Background

Today, we store beacon blocks in Prysm’s database across the different Ethereum beacon chain fork versions. It is critical to persist blocks for all kinds of reasons including, but not limited to:

serving peers via p2p networking with requests for blocks during their sync progress
starting the chain from a certain state/block when a node is restarted
responding to API requests for historical data
replaying blocks when using state generation
replaying state transitions to a new chain in case the current chain goes through a reorg

Previously, we had Phase0 beacon blocks and then Altair beacon blocks. The Ethereum “merge” is coming during the Bellatrix hard fork for the beacon chain, which will introduce major changes to the beacon block type. Namely, a beacon block will now embed execution payloads which come from execution clients such as go-ethereum. This data structure contains raw transaction data, which encompasses significant growth to the size of beacon blocks in Prysm.

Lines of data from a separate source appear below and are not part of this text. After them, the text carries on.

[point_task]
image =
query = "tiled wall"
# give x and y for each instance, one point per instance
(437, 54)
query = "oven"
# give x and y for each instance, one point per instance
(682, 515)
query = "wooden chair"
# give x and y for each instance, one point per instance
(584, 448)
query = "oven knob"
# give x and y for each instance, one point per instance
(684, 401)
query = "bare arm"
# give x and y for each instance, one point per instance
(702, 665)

type BeaconBlockBellatrix struct {
	Slot uint64
	...
	ExecutionPayload struct {
		Transactions [][]byte // Can be huge!
	}
}

The issue is that go-ethereum’s db growth is also huge, in part due to having to store all blocks and their transactions. Post-merge, we will be storing the same transaction data across Prysm and its associated execution client. We think this is untenable and unreasonable, and there must be a better approach. If this is not resolved in Prysm before the merge, we foresee disk requirements to increase significantly. This document explores our approach towards solving this issue.

Solution

Our solution involves converting Bellatrix beacon blocks to a format that only contains the SSZ hash tree root of the transactions before storing them in our beacon node’s database. This format is officially referred as a blinded beacon block, as it is used in the Ethereum specification when also dealing with the proposer-builder separation proposal.

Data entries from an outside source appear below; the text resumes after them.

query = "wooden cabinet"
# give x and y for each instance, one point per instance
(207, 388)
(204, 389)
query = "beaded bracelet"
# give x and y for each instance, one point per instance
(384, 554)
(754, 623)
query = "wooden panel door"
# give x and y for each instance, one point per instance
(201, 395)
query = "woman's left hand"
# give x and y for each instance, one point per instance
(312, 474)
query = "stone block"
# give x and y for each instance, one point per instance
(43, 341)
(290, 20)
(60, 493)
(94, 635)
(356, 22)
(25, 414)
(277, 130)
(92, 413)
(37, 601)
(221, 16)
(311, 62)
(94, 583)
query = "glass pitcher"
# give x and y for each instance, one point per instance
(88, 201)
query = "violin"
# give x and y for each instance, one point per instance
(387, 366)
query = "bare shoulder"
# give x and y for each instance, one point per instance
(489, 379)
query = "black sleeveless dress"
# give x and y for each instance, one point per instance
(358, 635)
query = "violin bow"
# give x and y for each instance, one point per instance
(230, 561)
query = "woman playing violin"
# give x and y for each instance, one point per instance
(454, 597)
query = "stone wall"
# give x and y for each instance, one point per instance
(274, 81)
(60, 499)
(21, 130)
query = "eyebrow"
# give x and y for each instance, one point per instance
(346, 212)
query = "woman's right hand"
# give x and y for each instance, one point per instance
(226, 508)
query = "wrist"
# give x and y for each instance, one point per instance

type BlindedBeaconBlock struct {
	Slot uint64
	...
	ExecutionPayloadHeader struct {
		TransactionsRoot [32]byte // Fixed to 32 bytes: hash_tree_root(transactions)
	}
}

This bounds our beacon block size to a predictably small amount compared to storing full transaction data in our database. However, following this approach, we need to ask the following questions:

How do we use full, Bellatrix beacon blocks in our codebase?

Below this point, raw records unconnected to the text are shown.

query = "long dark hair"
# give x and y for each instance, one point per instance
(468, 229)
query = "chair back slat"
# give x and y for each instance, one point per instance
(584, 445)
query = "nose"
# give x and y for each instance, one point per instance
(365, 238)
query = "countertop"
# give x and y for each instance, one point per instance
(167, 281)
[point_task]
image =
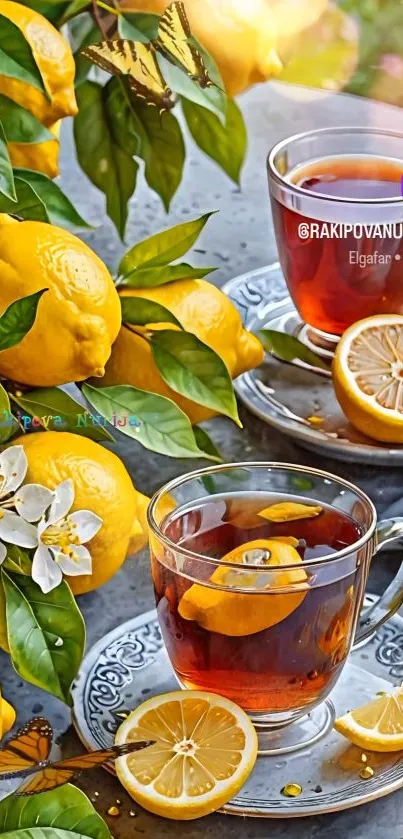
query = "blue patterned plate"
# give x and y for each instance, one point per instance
(284, 395)
(130, 665)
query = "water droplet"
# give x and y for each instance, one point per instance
(291, 790)
(366, 773)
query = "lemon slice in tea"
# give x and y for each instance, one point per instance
(205, 749)
(368, 376)
(376, 726)
(239, 613)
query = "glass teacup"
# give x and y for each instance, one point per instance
(259, 572)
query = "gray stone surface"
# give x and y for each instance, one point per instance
(238, 239)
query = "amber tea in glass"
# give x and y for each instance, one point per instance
(259, 573)
(291, 662)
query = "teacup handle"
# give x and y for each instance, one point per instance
(388, 531)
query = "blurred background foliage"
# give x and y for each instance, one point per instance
(354, 45)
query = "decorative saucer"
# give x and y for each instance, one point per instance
(130, 665)
(286, 396)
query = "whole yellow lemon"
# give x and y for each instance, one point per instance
(201, 308)
(102, 485)
(239, 34)
(42, 157)
(78, 318)
(54, 60)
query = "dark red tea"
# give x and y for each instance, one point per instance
(336, 278)
(298, 657)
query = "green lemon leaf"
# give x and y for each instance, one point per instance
(141, 312)
(16, 57)
(178, 80)
(74, 8)
(41, 833)
(56, 410)
(8, 424)
(18, 319)
(36, 624)
(194, 370)
(3, 620)
(59, 209)
(152, 277)
(127, 29)
(162, 248)
(326, 52)
(225, 144)
(7, 187)
(288, 348)
(28, 204)
(206, 444)
(66, 808)
(163, 150)
(143, 23)
(104, 162)
(211, 66)
(17, 561)
(52, 9)
(21, 125)
(140, 130)
(162, 428)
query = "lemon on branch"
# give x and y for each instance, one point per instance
(240, 36)
(79, 316)
(54, 60)
(102, 485)
(205, 311)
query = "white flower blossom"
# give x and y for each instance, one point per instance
(60, 540)
(29, 501)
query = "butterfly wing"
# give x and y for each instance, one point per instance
(31, 745)
(62, 771)
(50, 777)
(137, 62)
(173, 39)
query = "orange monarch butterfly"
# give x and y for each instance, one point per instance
(26, 755)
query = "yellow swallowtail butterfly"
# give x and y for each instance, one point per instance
(173, 40)
(136, 62)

We define full Bellatrix beacon blocks as blocks containing complete execution payloads with transaction data in them.

We need full, Bellatrix beacon blocks when we broadcast them to beacon chain peers via p2p network gossipsub. That is, we receive a new Bellatrix beacon block with a full execution payload, we process it through the state transition function, and then we broadcast it.

<aside> 💡 Why do we need to gossip full blocks and not just blinded ones?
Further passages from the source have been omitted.